O doente rabugento e grosseiro, mais novo que o pequeno, e o pequeno, um ano ou dois mais velho, mas com seus ares de moça rejuvenescida e bondosa. O doente nunca havia pisado naquele solo cristão; o pequeno, por outro lado, apenas sabia que embora fosse maltratado por quem lhe desse gratidão: era um desafio. Ser voluntário é isso. E nada mais. Que as manchas de seu rosto aos poucos passassem, talvez lhe tirasse até um riso do rosto fechado.

- Está muito quente aqui reclamava, e a amiga que não chega nunca? Você me fez esperar horas na rodoviária.

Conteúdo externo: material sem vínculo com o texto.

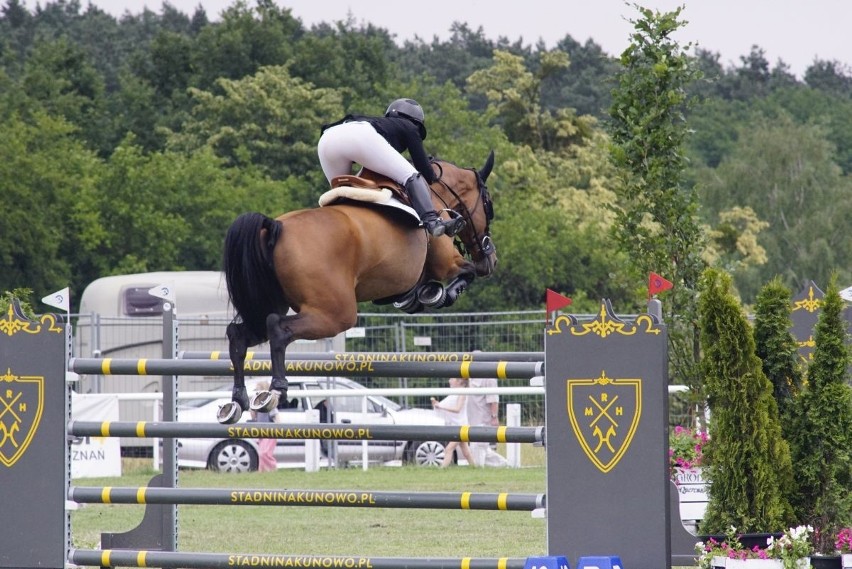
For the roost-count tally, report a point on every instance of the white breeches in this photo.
(342, 145)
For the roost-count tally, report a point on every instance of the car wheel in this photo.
(425, 453)
(233, 456)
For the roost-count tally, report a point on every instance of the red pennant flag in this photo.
(656, 284)
(555, 301)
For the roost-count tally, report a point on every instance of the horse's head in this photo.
(464, 191)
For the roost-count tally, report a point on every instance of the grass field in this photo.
(300, 530)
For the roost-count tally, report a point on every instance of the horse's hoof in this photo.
(432, 294)
(265, 401)
(409, 303)
(229, 413)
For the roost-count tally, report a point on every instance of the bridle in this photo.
(481, 245)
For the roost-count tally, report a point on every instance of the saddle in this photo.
(368, 187)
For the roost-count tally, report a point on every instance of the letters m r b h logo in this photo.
(21, 404)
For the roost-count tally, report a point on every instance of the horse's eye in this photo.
(487, 246)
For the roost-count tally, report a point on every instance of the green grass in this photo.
(372, 532)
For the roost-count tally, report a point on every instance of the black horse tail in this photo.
(249, 269)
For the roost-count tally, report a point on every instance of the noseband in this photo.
(481, 245)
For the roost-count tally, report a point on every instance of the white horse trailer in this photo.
(119, 319)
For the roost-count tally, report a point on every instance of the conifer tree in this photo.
(822, 439)
(747, 460)
(777, 348)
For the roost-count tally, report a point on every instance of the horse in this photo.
(302, 275)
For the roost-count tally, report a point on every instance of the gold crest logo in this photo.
(604, 414)
(21, 403)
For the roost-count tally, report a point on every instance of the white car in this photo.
(241, 455)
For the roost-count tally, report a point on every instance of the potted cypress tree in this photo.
(822, 435)
(777, 348)
(747, 461)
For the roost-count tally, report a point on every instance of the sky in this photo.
(795, 31)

- E você ficou com vergonha.

- Claro com esses hematomas! Queria o quê, bicha louca?

Fingiu não ouvir.

- Aqui perto tem um super-mercado eu irei até lá. Me acompanha.

Do alto daquele pequeno apartamento onde estavam. No início da história, dava-se pra ver toda a fuligem e o sambodrámo. E dava pra ver a Avenida Brasil inteira com todos os seus carros e barulhos. Era lindo. Mas não para o ranzinza.

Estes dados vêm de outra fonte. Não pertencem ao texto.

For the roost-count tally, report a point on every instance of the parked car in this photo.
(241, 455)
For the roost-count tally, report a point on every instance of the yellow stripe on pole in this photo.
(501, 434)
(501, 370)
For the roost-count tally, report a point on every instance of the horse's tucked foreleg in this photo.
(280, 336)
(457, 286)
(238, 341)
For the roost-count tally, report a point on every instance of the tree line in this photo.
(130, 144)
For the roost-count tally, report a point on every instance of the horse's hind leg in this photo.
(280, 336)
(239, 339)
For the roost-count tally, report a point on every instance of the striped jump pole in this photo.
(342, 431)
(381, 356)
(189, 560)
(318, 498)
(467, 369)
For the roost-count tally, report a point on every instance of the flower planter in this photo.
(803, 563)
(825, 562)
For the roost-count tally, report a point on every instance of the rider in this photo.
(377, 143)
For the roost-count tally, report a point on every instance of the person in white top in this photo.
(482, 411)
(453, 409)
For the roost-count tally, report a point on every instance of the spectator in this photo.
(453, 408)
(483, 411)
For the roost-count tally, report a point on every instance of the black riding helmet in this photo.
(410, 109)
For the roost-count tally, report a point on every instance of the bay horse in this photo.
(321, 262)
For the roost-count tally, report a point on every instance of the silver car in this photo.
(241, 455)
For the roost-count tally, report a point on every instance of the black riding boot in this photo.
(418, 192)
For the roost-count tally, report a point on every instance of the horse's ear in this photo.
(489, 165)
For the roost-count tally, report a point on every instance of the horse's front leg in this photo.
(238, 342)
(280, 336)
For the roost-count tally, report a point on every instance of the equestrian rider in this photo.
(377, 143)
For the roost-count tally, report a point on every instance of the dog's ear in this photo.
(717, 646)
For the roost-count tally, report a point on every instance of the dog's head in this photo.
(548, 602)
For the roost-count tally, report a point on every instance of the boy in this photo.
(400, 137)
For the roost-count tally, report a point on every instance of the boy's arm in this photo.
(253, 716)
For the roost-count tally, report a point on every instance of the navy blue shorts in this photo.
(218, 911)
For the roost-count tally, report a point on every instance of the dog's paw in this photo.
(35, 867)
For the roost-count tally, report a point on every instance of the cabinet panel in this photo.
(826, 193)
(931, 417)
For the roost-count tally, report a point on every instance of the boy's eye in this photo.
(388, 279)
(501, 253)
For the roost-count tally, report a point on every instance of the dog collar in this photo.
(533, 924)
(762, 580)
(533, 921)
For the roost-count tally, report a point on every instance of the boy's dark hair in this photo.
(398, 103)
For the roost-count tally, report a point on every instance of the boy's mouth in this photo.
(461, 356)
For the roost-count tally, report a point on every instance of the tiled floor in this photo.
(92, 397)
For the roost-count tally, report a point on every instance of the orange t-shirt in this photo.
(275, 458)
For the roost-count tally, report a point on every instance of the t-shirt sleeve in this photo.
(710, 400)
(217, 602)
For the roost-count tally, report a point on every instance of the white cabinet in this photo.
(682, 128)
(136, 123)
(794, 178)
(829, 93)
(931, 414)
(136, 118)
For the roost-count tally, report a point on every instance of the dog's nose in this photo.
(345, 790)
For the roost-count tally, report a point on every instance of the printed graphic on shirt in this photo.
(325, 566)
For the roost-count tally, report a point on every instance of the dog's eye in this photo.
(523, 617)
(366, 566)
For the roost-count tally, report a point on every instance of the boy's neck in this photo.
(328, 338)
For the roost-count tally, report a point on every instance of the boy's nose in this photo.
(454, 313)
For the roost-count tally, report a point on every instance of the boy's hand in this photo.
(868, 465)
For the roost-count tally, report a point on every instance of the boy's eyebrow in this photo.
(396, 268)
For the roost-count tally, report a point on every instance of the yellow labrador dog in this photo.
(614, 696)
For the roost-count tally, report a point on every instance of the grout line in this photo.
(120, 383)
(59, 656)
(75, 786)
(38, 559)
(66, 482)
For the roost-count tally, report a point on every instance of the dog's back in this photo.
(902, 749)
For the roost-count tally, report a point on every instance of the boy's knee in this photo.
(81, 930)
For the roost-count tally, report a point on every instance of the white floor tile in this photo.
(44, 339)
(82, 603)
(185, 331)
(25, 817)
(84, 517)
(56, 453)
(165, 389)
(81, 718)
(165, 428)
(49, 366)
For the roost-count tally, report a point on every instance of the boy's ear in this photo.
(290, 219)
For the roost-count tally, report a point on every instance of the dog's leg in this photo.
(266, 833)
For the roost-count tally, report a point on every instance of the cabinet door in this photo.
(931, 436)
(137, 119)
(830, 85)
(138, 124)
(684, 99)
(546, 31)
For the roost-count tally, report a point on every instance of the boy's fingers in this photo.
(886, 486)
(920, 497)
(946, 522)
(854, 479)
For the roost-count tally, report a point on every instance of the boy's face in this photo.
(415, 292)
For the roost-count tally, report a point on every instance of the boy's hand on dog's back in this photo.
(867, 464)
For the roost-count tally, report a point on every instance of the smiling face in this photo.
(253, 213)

- Você não acha mesmo o rio maravilhoso com tamanha fervura? Ainda de noite quase dá pra ver a fumaça saindo.

- Eu não vou a supermercado nenhum. Aliás, me deixa, não vale a pena me ajudar.

O braço quebrado.

- Vale sim. A amiga me pediu e só saio daqui para ir ao supermercado e depois eu volto e espero ela chegar. Logo estará aqui.

- O que você vai fazer?

- Vou comprar um vinho para comemorarmos a sua chegada, ué?

Comprar um vinho? Um vinho? O nosso amigo se debateu: era louca a bicha mesmo.